"David Jones has written a compelling book about the complex issues entailed in being family members of sufferers from mental illness. The book provides us with a critical appraisal of the sociological and psychological conceptual layers and the policy context necessary for understanding these issues, all too often missing in other books written about this subject...
Through in-depth interviews of forty carers, coached in a way which enables the carers to talk in their own voice, we get the rare opportunity of understanding the world of these carers ... In letting the carers speak Jones is enabling all of us to listen to them with the respect they deserve...
All of us - but especially mental health professionals, policy makers and researchers - need to learn from the methodology utilised in this study, and the content of the rich experiential seam Jones exposes, as to how to listen better to carers, and on which themes to focus in our working partnership with users and carers." - Professor Shulamit Ramon, Anglia Polytechnic University, Cambridge
This book fills a gap in our knowledge about the experiences of families of people suffering from severe mental illness. Original research material is used to support claims that families are struggling with complex feelings such as loss, anger and shame. It is also argued that the ideas families themselves hold about mental illness form an important part of the cultural world in which mental illnesses are understood.
This stimulating book challenges many conventional assumptions about family relationships by arguing that they have to be understood in terms of 'myths' that bring a certain amount of order to complex areas of emotional life. The author argues that families if properly understood, can provide significant support for people with severe mental illness.

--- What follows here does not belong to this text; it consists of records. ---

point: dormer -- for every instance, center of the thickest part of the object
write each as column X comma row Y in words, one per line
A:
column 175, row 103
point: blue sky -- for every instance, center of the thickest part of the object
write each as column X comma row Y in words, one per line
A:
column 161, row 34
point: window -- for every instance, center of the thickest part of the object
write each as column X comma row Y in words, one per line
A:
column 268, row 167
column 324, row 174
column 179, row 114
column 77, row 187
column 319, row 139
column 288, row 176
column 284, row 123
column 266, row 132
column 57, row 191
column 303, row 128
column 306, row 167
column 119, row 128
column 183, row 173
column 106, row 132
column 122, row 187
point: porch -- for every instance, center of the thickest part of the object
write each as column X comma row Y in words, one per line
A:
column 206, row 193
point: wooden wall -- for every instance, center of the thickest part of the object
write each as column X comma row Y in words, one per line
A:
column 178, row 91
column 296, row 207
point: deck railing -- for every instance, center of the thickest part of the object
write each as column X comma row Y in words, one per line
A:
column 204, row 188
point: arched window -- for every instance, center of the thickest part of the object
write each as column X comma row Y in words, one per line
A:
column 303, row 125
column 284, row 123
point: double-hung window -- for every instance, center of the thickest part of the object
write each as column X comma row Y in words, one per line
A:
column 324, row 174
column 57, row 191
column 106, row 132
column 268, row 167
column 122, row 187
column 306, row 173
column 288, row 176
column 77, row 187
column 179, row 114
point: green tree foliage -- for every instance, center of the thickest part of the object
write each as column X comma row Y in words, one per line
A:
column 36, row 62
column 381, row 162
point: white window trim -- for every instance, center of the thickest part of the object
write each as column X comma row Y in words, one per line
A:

Working with a series of interviews with a diverse set of families dealing with madness, Myths, Madness and the Family is the rare book that engages at length with the main decision-making agent for people with mental illness. It's kind of weird when you think about it, but most books on madness are about psychiatry, cultural topics, or science, only making vague, negative remarks about the family. In reality, families will usually spend the lion's share of time around the mad and, in many cases (most throughout history), parents and siblings are the ones making most of the important decisions alongside them. Jones arrives at a clearer image of these extremely complex relations and the way sane members of the household will propagate various myths to hold everything together.